Stepped up to a lightweight (7.5# scoped) 300WM shooting 180AB's when I moved out west for the ballistic superiority for longer shots and "knock-down power" on those bulletproof elk. I definitely developed a flinch and struggled to shoot more than 20 rounds in one sitting from the 300WM. I missed more easy shots with that light 300 than I ever had in the past (a nice whitetail buck offhand at only 50 yds, a pronghorn doe at 120 yds are the two that stand-out the most), but I was getting more bang-flops when I hit animals in the vitals.

My wife started hunting in 2018, and I set her up with my old 243 shooting 85 gr ttsx. I noticed that on pronghorn and deer hunts where we both held tags over the next couple years, the animals I shot with the 300 weren't dying any quicker than the animals she was shooting with the 243. I was also starting to notice I could shoot the 243 more accurately than the 300 during range sessions due to the recoil and weight of the gun.

The 300 sat in the safe for the last 3 years, and I have used a 270 win shooting factory 145 gr eld-x. I killed a handful of whitetail does and bucks, 3 pronghorn, 2 mule deer, and 2 bighorn ewes during that time without failing to recover a single animal.

I finally rebarreled the 300WM into a suppressed 6.5PRC this year and have been field-shooting way more than previous years. I went back-and-forth between 6 creed and 6.5 PRC on the barrel, and honestly wish I would've went the 6 creed route at this point. I'm sure that will be my next move rather than back in the direction of the 300WM.
 
300wsm/wm to 7mm08 for everything but brown bears up here for my family. We reserve the 375ruger for the big guys since tracking a wounded bear through brush you can't see 2ft through isn't much fun.
 
I shot my first deer at 14 or so years old with a 270 Win. Then I "needed" a bigger gun and got a 7mm mag, then a 243 that wasn't big enough for some reason my pea brain early 20's brain thought I needed a big gun again. So then it was 300 wsm to 300 win mag to 7 STW, 375 h&h for just a short period. Now I don't own anything over a 30-06, let me add that even while hunting with big calibers that were stupid to shoot Georgia deer with I also killed hundreds with 223's and a 220 swift.
So to make it easier 270 to 7 mag to 243 win to 30-06 to 300 wsm/win mag to 7 STW to 375 h&h. Sprinkle in another 270 wsm and a lever gun in 45/70 and 444 but the others I listed were main hunting guns.
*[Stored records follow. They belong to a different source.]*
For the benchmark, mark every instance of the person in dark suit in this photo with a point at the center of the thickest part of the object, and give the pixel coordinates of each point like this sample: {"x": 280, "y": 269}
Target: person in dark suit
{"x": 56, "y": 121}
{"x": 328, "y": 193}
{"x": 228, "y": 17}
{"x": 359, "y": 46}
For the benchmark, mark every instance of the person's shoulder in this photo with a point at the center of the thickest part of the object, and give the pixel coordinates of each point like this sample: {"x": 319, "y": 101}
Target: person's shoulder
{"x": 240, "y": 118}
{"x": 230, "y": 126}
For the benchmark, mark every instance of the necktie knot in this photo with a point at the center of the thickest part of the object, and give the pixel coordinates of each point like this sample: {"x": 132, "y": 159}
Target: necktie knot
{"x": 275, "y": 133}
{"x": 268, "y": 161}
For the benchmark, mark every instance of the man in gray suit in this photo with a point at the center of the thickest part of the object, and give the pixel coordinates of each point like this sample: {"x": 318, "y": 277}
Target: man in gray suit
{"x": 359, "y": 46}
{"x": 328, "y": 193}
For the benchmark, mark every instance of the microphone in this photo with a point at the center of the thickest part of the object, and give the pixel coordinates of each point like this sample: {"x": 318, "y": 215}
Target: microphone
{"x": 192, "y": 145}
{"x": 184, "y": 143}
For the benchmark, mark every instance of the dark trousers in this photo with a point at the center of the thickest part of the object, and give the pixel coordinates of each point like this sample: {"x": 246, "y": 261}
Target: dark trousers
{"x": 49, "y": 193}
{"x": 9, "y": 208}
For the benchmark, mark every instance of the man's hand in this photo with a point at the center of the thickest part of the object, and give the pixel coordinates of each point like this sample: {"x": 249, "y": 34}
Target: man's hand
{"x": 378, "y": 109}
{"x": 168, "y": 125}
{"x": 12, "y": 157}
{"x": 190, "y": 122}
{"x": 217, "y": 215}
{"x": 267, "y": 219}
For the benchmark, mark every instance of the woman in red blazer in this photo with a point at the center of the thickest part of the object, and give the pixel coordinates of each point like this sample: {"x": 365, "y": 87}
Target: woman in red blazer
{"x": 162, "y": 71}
My main rifles I carry now are 6.5 creedmoor and 308, I shoot about 1 deer a year with a 223 still since I don't shoot them on permits anymore. I turned that job over to the younger kids now days.
 
I rebarreled from a 300 WSM to a 6.5 prc this year, but I wish I went to a 6 or 5.56. So next year I’ll probably drop in caliber again, because I’ve been forced to admit that I have increased accuracy/precision from reduced recoil.
 
My first deer was with a 243, then moved up to a 30-06 for many years. Picked up a 25-06 about 15 yrs ago and still love it. A few years ago I got into a 280ai, which I really like, and a 7mm-08. I still reach for the 25-06 or 280ai the most. I recently picked up a Tikka .223 that I'm looking forward to playing with.